I now submit that the hudud issue should no longer be used nor abused as a ‘political capital’ in political contestation.
Hudud should be heralded as a bi-partisan agenda to be responsibly and judiciously debated at all levels of society and finally be addressed by a democratic legislative process, including but not limited to a national referendum, if agreeable to the various “stakeholders” of democracy.
Coming from a PAS research director this surely must be uncharacteristically bizarre. I would be perceived as being politically naïve but I want to reiterate that hudud should no longer be an agenda for partisan political interest.
It is perhaps toughest for Pas to swallow this proposition. All the more because hudud arguably has been the central thrust of Pas’s political messaging from time immemorial. Until quite recently, hudud was the “be all and end all” of virtually all Islamic political parties from the Jamaati Islami in the Indo-Pakistan subcontinent to the Muslim Brotherhood in the Middle East and Masyumi et al and Pas in the Far-East.
In tandem with the current “changing approach” or “a generational shift”, to paraphrase professor Tariq Ramadan, of their counterparts — the Muslim Brotherhood post-Arab Spring experience, the Turkish Tayyib Erdogan AK Party’s experiment on political Islam and Indonesia’s Party Keadilan Sejahtera (PKS) — PAS has similarly registered its coming of age.
In a rare exercise of intellectual renewal or ijtihad, Pas committed and shifted itself — prior to the 12th General Election 2008 — to a political trajectory and a manifesto of “Negara Berkebajikan” (A Nation of Compassion and Opportunity) rather than the overworked concept of Islamic State.
Playing down on its historical demands on specific ‘legal aspects’ of the syariah (the Islamic Penal Code namely hudud), Pas now embraces a political Islam that advocates the cardinal message of Islamic justice as embodied in the “maqasid al Syariah” (true compass and purpose of the Syariah) towards forging “A Trustworthy, Transparent and Competent Government” in coalition politics with her Pakatan partners.

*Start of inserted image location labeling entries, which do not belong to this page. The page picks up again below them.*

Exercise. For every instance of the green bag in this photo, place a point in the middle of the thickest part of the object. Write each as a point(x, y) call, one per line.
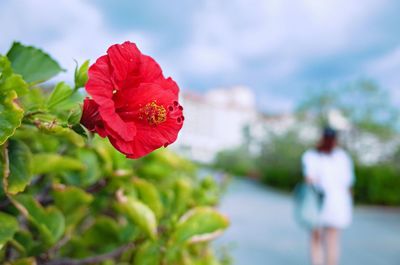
point(307, 206)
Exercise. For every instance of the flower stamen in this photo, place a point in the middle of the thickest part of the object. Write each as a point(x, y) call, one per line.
point(154, 114)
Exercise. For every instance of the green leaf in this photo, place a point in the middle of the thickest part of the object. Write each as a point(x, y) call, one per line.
point(60, 93)
point(24, 261)
point(10, 115)
point(73, 203)
point(33, 64)
point(20, 165)
point(8, 228)
point(199, 224)
point(10, 81)
point(65, 133)
point(148, 254)
point(81, 74)
point(183, 193)
point(49, 221)
point(148, 193)
point(141, 215)
point(55, 163)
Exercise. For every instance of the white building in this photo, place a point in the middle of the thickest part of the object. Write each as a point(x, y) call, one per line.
point(214, 121)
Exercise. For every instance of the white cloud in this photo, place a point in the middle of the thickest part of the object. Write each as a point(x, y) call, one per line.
point(67, 29)
point(227, 33)
point(386, 70)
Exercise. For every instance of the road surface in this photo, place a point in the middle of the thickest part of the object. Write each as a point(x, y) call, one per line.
point(263, 231)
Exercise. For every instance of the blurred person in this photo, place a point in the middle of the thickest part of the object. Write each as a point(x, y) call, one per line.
point(329, 169)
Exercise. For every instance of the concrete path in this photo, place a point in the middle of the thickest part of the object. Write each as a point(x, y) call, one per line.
point(263, 231)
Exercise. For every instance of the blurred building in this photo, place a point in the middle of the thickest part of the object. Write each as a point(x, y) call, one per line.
point(215, 121)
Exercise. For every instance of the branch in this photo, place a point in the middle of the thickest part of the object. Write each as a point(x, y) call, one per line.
point(90, 260)
point(6, 168)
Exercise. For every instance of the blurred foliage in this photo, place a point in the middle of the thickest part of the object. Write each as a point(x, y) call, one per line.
point(68, 197)
point(367, 107)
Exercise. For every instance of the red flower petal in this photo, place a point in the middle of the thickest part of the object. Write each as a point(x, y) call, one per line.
point(132, 103)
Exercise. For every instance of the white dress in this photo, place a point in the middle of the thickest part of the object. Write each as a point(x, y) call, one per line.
point(333, 174)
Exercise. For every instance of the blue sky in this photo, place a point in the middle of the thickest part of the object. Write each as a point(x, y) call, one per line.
point(279, 48)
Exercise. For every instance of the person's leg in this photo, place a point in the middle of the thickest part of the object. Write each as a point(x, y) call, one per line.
point(332, 245)
point(317, 255)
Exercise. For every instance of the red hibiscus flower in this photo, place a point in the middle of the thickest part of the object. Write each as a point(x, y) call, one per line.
point(131, 103)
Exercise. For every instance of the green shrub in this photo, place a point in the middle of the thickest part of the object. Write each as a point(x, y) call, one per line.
point(378, 184)
point(68, 197)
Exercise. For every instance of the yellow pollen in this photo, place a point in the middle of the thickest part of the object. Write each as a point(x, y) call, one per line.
point(154, 114)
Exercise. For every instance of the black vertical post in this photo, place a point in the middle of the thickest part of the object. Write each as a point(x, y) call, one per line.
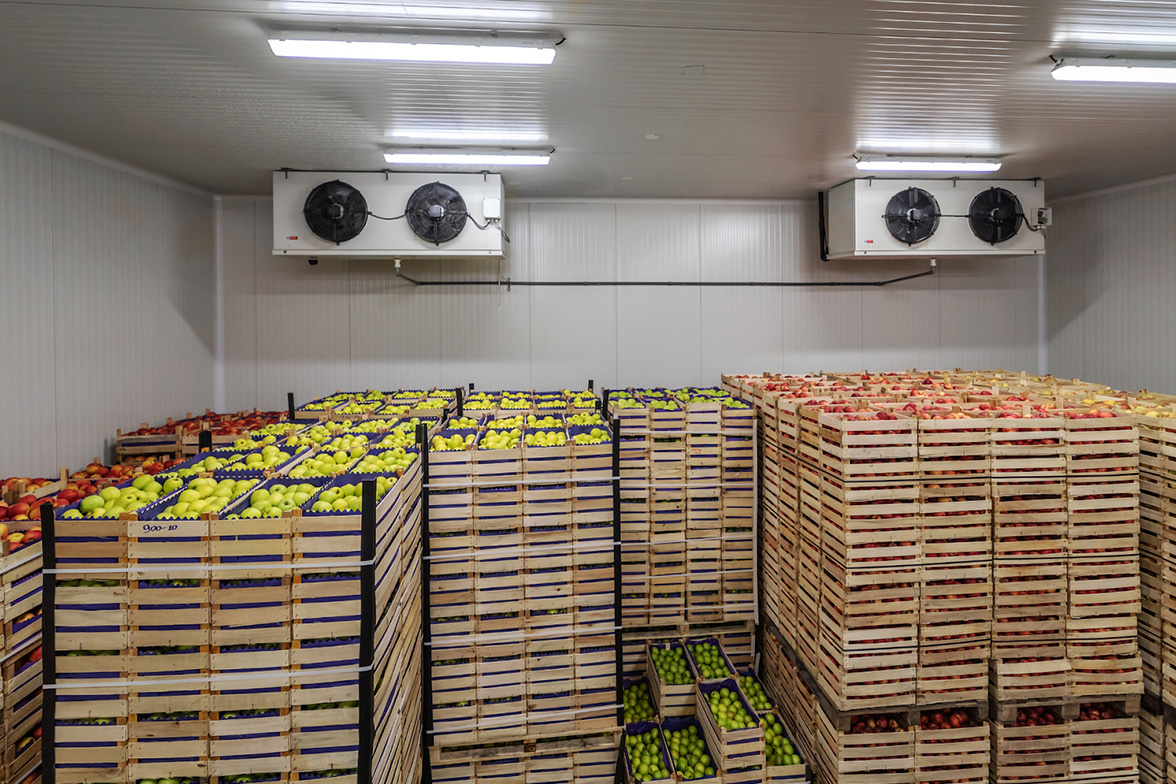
point(48, 643)
point(422, 440)
point(616, 570)
point(367, 632)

But why are Islamists insistent on the law or the penal code?
As a complete way of life, that aspect of corpus of legal prescription, amongst other pertinent aspects of the Syariah, is meant to achieve justice and mercy for all mankind. Justice is the supreme purpose and overriding objective or the “maqasid of Syariah”.
The imperative of implementing Allah’s dictates and particularly the Islamic Penal Code is made to be one of the defining criterion of Faith or Belief (Aqidah) in Islam.
God Almighty says in the Holy Qur’an:
“But no, by your Lord, they can have no Faith, until they make you (O Muhammad SAW) judge in all disputes between them, and find in themselves no resistance against your decisions, and accept (them) with full submission…” An-Nisaa’ : 65.
“It is not for a believer, man or woman, when Allâh and His Messenger have decreed a matter that they should have any option in their decision. And whoever disobeys Allâh and His Messenger, he has indeed strayed in a plain error…” Al-Ahzab:36.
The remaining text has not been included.